"How so?" asked her listener, becoming interested.
"For pardon," Honor said, "I never knew a man who did not flatter himself that his apology satisfied for the grossest indiscretion."
He stood aimlessly up, and knocked a withered leaf of oleander from a tall branch that scented the spot where they were sitting, but instead of returning to his seat, he leaned his crossed arms on the back of her broad chair, and looking down on her, answered:
"Why are you a little less generous to us, poor unfortunates than you are to every one else?"
He was so gentle to her, he could not reproach her with a fault, and he had therefore called this a less degree of generosity.

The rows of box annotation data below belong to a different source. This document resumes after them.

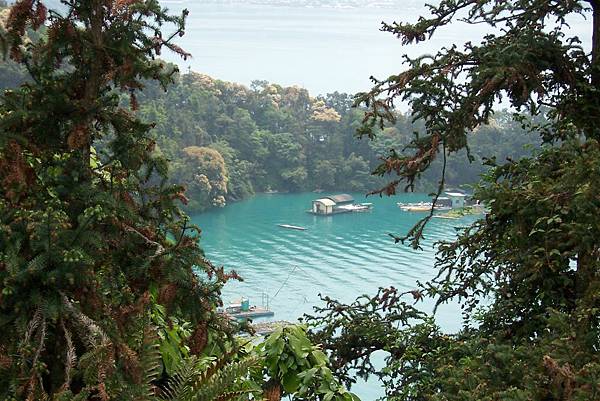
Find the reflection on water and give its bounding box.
[193,193,478,400]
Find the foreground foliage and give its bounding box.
[306,0,600,401]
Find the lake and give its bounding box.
[192,193,472,401]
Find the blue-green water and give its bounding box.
[193,193,470,400]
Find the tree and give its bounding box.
[307,0,600,400]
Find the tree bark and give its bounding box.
[590,0,600,89]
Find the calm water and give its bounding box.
[161,0,591,96]
[193,193,474,400]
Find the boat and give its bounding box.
[277,224,306,231]
[307,194,373,216]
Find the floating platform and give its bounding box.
[277,224,306,231]
[252,320,293,336]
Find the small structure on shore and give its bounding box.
[309,194,373,216]
[217,294,275,320]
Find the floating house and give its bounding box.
[445,191,467,209]
[309,194,372,216]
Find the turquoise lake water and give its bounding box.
[193,193,472,401]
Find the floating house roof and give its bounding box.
[313,198,335,206]
[326,194,354,203]
[446,191,467,198]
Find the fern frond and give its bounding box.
[60,319,77,391]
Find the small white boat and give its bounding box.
[397,202,452,212]
[277,224,306,231]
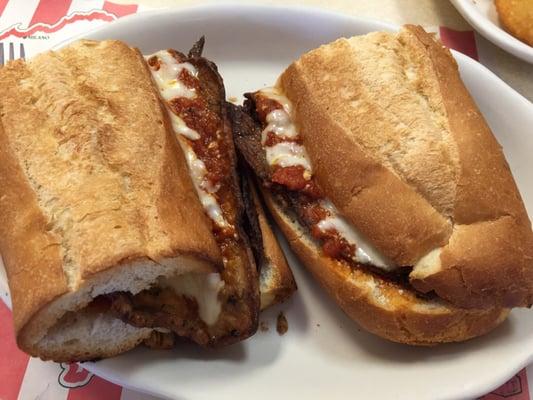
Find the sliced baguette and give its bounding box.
[278,25,533,308]
[263,190,509,346]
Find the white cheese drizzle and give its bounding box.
[259,88,396,271]
[159,272,224,325]
[145,50,229,228]
[259,88,312,176]
[317,200,396,271]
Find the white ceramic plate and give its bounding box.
[450,0,533,63]
[3,6,533,400]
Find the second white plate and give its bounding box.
[450,0,533,63]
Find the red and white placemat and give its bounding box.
[0,0,533,400]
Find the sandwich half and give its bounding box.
[0,41,292,361]
[233,25,533,345]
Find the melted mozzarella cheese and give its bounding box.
[145,50,229,227]
[145,50,197,100]
[159,273,224,325]
[259,87,292,115]
[261,110,298,144]
[178,140,228,227]
[317,200,396,271]
[265,142,311,172]
[168,110,200,140]
[260,88,396,270]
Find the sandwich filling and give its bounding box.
[249,88,396,271]
[146,50,235,235]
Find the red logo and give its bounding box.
[0,10,117,40]
[57,363,93,389]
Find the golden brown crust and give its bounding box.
[265,193,509,346]
[495,0,533,46]
[279,39,451,265]
[279,25,533,308]
[0,41,220,346]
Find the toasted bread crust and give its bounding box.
[263,192,509,346]
[0,41,221,352]
[403,26,533,308]
[278,25,533,308]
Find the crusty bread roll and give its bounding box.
[264,192,509,346]
[279,25,533,308]
[234,26,533,345]
[0,41,224,361]
[0,39,296,361]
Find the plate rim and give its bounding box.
[450,0,533,64]
[26,0,533,399]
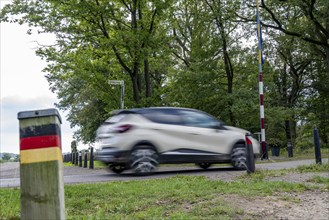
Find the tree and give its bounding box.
[0,0,170,143]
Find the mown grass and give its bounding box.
[0,172,310,219]
[0,163,329,219]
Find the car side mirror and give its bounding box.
[213,122,223,130]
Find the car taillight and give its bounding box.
[113,124,133,133]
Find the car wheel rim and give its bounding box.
[231,147,247,169]
[131,149,158,174]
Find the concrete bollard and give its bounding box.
[246,133,256,174]
[18,109,65,219]
[313,128,322,164]
[79,151,82,167]
[89,147,94,169]
[75,152,79,166]
[288,142,294,157]
[83,150,88,168]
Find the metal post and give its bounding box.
[108,80,125,109]
[313,128,322,164]
[18,109,65,219]
[256,0,268,160]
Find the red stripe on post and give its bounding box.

Honor began to feel the effects of playing with dangerous tools, but without knowing that such an experience, is the greatest danger that can beset an untried life.
"How rashly you do presume, Mr. Standish," said Honor, "as if you could tell, positively, what I thought of 'you poor unfortunates.'"
"As if you could help showing us, your lack of appreciation in every possible way," he returned, still leaning on the cushioned back of the chair, where she rested her head languidly.
"Then, let it be so, for if you judge me by my action only, without bringing any of your own calculations to bear, I will be satisfied with the result."
"Miss Edgeworth," began he, changing his tone to one of curious interest and earnestness, "have you a bosom friend?"